Infrastructure Built

Feature	File	Commit
Generic HF datasets	`datasets.py`	`329bb5cb`
Competition configs	`competition/configs.py`	`9970fec8`
PBS submit script	`competition/submit_run.sh`	`9970fec8`
WSM checkpoint merging	`eval/merge_checkpoints.py`	`01b88cfe`
Training plot utility	`eval/plot_training.py`	`7b9ff388`
Per-experiment tracking	`docs/competitions/`	`e96ba34c`
Development journal	`docs/journal.md`	`fcca79d8`
Project rules	`.claude/CLAUDE.md`	`47dc5e8b`
RL task registry	`rl/tasks/`	`7eab3332`
Upstream sync log	`docs/upstream-sync.md`	20 entries

First Draft

High-Level

Over ~2 weeks and 291 commits, we built a comprehensive training optimization research platform on Intel XPU (Sunspot), going from basic benchmarking to a systematic optimizer/architecture competition with live experiment tracking.

Three major arcs:

Benchmarking & Infrastructure (Apr 12–18): Built LR finder, scaling study tooling, and benchmark scripts across 3 ALCF machines.

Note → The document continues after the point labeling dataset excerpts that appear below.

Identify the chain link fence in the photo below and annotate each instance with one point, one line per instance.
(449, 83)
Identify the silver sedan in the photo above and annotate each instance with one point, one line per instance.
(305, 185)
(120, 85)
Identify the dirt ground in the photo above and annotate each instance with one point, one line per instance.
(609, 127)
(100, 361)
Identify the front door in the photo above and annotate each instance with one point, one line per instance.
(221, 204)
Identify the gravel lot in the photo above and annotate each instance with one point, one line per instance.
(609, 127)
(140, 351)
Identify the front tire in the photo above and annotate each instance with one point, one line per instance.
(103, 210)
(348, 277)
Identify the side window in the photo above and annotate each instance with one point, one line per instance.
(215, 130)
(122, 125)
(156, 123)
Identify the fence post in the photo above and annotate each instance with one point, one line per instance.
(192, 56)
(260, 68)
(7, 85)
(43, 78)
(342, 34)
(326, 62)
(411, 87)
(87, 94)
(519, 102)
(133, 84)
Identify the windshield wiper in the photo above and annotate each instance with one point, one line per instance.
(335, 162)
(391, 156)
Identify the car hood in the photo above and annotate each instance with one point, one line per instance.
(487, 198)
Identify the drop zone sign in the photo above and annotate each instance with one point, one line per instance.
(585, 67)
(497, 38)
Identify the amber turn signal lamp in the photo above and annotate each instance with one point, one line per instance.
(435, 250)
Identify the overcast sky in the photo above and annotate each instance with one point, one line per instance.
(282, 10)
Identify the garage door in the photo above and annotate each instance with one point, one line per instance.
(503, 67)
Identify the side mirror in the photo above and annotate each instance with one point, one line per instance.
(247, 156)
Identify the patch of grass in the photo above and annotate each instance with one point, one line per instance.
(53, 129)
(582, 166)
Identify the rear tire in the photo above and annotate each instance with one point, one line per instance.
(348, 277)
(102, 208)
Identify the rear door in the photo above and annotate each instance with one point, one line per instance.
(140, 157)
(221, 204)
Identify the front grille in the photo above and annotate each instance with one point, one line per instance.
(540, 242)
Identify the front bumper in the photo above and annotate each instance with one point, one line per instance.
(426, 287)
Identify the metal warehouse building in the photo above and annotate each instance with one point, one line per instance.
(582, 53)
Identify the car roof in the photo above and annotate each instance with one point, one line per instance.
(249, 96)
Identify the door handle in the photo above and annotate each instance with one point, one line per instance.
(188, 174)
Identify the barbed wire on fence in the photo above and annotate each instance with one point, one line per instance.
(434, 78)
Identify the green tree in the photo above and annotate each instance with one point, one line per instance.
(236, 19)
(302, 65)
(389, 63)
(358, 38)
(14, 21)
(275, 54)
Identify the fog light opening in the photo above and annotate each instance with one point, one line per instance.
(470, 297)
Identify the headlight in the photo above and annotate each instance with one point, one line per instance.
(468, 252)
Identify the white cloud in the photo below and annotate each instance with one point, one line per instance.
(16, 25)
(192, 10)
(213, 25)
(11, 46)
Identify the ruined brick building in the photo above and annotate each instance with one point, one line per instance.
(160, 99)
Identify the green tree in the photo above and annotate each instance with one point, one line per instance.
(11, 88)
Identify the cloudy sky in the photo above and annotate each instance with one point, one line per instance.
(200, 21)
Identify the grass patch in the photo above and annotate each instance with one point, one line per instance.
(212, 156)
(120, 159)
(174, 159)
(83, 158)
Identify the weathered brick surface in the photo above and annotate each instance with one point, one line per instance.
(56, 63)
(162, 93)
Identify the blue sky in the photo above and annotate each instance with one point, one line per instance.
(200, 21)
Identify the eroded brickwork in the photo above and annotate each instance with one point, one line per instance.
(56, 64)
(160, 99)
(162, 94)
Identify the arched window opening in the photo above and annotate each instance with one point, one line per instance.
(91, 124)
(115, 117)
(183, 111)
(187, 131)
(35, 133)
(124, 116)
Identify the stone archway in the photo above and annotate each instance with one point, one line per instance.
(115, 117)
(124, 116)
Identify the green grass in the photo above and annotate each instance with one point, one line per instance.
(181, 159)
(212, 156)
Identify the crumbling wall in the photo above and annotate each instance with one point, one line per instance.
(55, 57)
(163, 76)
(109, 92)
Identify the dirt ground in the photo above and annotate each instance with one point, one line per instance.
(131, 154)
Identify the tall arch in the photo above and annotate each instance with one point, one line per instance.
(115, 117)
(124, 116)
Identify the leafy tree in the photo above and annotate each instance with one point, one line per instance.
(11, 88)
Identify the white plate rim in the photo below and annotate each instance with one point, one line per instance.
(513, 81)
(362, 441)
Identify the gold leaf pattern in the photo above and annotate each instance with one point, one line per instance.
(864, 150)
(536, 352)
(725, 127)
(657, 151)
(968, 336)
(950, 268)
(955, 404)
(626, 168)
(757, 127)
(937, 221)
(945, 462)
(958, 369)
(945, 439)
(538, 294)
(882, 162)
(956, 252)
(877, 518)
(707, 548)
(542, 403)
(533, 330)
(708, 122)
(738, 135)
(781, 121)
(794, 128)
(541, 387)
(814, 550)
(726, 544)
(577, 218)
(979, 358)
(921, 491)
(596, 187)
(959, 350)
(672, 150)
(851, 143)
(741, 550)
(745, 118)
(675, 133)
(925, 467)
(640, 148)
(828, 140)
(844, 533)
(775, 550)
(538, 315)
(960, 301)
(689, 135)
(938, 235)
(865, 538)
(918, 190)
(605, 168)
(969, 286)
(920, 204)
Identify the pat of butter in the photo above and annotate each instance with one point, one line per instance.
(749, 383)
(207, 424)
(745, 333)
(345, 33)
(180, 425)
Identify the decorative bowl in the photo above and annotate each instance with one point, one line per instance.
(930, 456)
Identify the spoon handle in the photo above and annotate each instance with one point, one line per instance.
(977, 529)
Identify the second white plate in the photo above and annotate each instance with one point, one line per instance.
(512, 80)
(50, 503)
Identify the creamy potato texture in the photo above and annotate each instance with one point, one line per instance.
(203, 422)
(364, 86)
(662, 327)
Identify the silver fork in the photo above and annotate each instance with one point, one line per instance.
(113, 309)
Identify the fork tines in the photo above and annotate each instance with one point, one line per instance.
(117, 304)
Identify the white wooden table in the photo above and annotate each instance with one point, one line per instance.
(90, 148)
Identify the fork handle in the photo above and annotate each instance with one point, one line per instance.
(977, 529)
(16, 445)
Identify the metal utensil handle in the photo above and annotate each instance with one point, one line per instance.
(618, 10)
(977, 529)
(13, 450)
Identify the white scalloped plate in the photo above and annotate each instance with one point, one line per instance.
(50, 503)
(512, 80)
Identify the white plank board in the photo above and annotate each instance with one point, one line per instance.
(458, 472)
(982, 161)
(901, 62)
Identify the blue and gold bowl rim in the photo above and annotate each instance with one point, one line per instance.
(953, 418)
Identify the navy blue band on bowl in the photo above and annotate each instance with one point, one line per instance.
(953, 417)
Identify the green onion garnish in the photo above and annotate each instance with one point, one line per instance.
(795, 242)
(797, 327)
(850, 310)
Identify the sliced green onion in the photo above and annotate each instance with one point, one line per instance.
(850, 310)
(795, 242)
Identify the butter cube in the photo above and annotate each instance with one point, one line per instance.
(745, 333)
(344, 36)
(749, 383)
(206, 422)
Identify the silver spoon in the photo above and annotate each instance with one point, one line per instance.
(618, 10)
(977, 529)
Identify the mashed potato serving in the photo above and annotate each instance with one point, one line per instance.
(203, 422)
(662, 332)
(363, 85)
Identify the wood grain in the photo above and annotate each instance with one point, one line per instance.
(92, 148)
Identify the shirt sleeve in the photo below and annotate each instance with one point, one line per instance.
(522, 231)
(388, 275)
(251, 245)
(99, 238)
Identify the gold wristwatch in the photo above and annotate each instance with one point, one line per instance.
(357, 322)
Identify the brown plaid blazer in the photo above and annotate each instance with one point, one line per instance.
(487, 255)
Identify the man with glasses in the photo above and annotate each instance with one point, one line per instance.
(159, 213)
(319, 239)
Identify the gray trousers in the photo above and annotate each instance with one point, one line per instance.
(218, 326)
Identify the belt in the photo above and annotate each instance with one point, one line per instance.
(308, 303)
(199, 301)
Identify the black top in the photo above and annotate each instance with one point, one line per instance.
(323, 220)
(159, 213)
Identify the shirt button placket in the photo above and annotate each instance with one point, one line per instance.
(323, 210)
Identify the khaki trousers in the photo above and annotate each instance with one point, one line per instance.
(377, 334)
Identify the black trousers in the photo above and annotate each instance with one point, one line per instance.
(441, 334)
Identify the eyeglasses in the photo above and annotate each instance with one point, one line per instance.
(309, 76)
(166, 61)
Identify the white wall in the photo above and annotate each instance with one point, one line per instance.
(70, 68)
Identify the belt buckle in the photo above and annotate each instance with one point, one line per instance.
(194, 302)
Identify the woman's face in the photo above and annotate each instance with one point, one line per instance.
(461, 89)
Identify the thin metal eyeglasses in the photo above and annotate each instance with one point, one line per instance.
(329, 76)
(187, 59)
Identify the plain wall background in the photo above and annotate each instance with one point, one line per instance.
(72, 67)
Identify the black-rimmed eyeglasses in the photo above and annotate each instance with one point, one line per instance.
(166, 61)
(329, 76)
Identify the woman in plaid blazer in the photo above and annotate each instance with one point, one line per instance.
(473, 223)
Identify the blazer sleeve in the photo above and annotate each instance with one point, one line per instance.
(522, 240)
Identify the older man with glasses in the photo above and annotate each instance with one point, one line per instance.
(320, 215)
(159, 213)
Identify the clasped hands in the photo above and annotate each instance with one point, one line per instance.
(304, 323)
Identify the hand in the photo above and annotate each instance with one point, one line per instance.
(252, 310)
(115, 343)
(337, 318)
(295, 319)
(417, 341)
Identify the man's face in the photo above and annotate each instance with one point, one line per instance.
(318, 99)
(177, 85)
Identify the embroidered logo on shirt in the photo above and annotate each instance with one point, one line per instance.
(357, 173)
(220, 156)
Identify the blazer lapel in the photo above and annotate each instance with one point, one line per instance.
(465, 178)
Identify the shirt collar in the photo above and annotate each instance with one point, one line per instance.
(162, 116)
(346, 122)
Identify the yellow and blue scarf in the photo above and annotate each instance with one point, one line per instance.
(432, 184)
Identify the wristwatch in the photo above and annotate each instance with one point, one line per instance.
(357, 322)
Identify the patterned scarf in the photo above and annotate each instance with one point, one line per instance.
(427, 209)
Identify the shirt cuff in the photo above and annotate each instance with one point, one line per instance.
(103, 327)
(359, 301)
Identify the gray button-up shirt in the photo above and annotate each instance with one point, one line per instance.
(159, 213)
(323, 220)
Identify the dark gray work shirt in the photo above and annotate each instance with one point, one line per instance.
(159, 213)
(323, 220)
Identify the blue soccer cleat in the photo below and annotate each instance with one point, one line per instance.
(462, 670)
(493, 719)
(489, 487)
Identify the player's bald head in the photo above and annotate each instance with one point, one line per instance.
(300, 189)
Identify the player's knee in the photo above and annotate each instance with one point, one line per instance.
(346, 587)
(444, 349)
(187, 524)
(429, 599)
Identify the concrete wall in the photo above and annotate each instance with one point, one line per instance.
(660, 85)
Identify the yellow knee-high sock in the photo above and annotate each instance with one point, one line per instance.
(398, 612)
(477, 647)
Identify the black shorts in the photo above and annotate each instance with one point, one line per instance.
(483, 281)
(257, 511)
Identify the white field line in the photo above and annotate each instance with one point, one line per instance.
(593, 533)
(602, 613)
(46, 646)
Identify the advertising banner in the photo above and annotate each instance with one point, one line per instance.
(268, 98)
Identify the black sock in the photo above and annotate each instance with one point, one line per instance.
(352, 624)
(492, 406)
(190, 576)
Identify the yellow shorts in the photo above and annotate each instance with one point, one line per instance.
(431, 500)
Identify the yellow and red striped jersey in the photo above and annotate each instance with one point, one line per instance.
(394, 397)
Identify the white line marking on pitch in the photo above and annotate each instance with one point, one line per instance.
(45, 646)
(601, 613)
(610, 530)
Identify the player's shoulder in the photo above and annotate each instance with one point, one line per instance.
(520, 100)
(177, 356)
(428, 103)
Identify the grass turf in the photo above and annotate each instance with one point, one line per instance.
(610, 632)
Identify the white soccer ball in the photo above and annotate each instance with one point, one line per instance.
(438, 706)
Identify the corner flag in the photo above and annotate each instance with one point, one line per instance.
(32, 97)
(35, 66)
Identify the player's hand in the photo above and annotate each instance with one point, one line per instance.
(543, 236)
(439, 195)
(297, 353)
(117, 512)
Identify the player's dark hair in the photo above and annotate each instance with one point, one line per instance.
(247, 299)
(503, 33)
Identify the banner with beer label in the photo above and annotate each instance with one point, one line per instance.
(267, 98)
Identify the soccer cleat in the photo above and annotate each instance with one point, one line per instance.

Established baselines for agpt_2b/20b/80b and MoE models. Fixed critical XPU bugs (XCCL barriers, 80B TP=2 OOM). Merged upstream fused QKV, token dispatcher, and expert parallelism.
Production Readiness (Apr 18–25): Created production training scripts, set up torch 2.13 venv (+23% throughput), ran 2B weak scaling study (2–64 nodes, 94% efficiency at 64N), and started production training runs with checkpointing and W&B tracking.
Optimizer Competition (Apr 26–27): Launched a systematic optimizer/architecture competition. Implemented 3 new optimizers (Mano, SPAM, TorchMuon), 3 architecture tweaks (QK-Norm, logit softcapping, ReLU²), and ran 40+ experiments across 4 rounds. Built generic HF dataset streaming, local dataset caching, and live loss curve plotting.